LSBM uses four fundamental technologies essential for system biomedical science
Key Technologies for System Bio-Medicine
１．To comprehensively measure gene expression
We measure the expression level of RNA for almost all genes on human genes. In current planar DNA chips, about 50% of genes are low in sensitivity and difficult to measure. For these, we are developing a DNA chip that sterically densely arranges probes. For mouse, rat, drosophila and so on as well, we measure the expression of thousands to over 10,000 individuals. We are predicting and measuring all family genes from genome sequences for Zinc finger proteins such as human G protein-coupled receptor and nuclear receptor important as a chemical receptor.
２．Cluster expression data and predict linkage of biological information
We have already made database of measurement results of more than 1000 types of cells, organs and pathological conditions per 10,000 genes on average. At the same time, it is in the process of creating underlying data with 40 human organizations. We clustered these data and are proceeding with profiling of genes leading to specific functions. At the same time, we are developing a new information analysis technology system that clarifies mutual relationships between genetic information, protein information, and information exceeding animal species.
３．It also expresses the most difficult membrane protein with function [BV patent]
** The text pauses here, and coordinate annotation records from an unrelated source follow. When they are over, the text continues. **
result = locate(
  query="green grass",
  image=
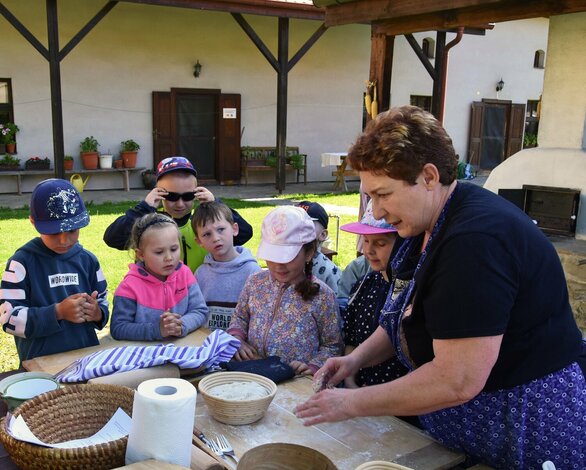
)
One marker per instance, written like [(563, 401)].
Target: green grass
[(16, 230)]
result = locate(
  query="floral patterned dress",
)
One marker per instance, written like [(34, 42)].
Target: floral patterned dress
[(274, 319)]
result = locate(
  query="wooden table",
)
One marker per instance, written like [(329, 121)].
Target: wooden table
[(339, 160), (348, 444)]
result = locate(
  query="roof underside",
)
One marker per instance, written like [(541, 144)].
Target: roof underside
[(395, 17), (301, 9), (391, 17)]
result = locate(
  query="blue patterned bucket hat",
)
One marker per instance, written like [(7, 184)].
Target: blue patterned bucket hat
[(57, 207)]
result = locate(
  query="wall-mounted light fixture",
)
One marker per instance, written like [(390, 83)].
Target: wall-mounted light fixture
[(196, 69), (500, 85)]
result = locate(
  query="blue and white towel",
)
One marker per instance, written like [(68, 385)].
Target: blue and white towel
[(218, 347)]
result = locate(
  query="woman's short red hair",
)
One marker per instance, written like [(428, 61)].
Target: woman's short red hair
[(399, 142)]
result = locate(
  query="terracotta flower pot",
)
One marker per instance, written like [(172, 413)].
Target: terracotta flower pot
[(129, 159), (89, 160)]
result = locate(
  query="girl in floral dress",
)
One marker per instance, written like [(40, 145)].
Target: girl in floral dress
[(285, 311)]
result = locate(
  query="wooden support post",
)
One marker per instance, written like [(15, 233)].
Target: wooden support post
[(381, 67)]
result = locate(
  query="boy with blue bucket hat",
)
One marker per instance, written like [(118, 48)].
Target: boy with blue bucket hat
[(53, 291)]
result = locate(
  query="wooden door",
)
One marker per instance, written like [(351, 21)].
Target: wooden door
[(229, 138), (496, 132), (195, 121), (191, 123), (515, 129)]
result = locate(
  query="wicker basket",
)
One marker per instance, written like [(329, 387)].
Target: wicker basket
[(381, 465), (236, 411), (73, 412), (281, 456)]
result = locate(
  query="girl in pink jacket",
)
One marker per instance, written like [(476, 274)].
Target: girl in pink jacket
[(159, 297)]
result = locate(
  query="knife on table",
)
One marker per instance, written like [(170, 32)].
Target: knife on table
[(200, 435)]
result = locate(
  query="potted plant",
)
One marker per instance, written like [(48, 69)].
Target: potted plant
[(68, 163), (37, 163), (89, 152), (106, 160), (149, 178), (8, 134), (8, 162), (128, 152), (529, 140)]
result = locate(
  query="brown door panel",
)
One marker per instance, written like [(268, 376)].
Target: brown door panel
[(163, 134)]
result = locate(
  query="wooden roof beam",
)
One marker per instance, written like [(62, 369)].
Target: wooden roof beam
[(474, 16), (368, 11), (254, 7)]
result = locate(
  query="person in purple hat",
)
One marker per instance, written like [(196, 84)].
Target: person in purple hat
[(176, 190), (361, 314), (53, 291)]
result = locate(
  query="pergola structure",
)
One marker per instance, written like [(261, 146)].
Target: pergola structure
[(388, 18)]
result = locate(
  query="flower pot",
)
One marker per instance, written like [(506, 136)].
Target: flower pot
[(9, 167), (38, 165), (89, 160), (106, 161), (149, 179), (129, 159)]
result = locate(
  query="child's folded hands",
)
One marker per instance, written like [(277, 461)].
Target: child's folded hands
[(170, 324)]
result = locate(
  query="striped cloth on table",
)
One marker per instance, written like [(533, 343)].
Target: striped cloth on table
[(219, 346)]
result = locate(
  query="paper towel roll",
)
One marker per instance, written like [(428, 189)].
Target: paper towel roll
[(163, 415)]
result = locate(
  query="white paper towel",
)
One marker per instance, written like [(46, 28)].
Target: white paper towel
[(163, 415)]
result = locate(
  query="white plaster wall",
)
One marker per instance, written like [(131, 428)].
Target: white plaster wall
[(560, 159), (475, 66), (107, 80), (564, 99)]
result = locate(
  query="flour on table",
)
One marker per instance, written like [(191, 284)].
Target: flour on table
[(239, 391)]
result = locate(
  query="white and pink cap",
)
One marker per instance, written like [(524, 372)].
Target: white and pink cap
[(368, 225), (284, 231)]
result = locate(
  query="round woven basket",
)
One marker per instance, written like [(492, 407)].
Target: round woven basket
[(73, 412), (236, 411), (381, 465), (281, 456)]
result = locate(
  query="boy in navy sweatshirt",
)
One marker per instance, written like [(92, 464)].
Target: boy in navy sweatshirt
[(53, 291), (226, 267)]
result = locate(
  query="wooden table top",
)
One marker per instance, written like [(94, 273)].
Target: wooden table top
[(348, 444)]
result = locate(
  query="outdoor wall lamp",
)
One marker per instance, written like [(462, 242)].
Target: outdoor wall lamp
[(196, 69)]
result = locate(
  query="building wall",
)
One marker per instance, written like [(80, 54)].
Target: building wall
[(564, 105), (108, 78), (560, 160), (475, 66)]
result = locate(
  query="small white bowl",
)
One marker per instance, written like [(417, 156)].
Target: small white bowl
[(18, 388)]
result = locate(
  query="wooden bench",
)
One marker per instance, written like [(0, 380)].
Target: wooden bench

When making proteins from genes, even with the same amino acid sequence the protein can have astonishingly different structures. It also undergoes numerous modifications due to degrading enzymes, sugars and lipids. Among proteins, LSBM possesses a “BV patent” that expresses membrane proteins that are most difficult to express with functions using insect viruses. We advanced this patent and developed technology to create membrane protein complexes.
４．Systematically make antibody / Make antibody with function
Antibodies are the most useful tool for recognizing proteins. LSBM is preparing monoclonal antibodies for all 48 nuclear receptor receptors. We also succeeded in producing antibodies that inhibit receptor function on C protein 2, such as G protein coupled receptor. By systematic antibody preparation, it became possible to verify as wet science, starting with temporal and spatial localization of protein and complex formation.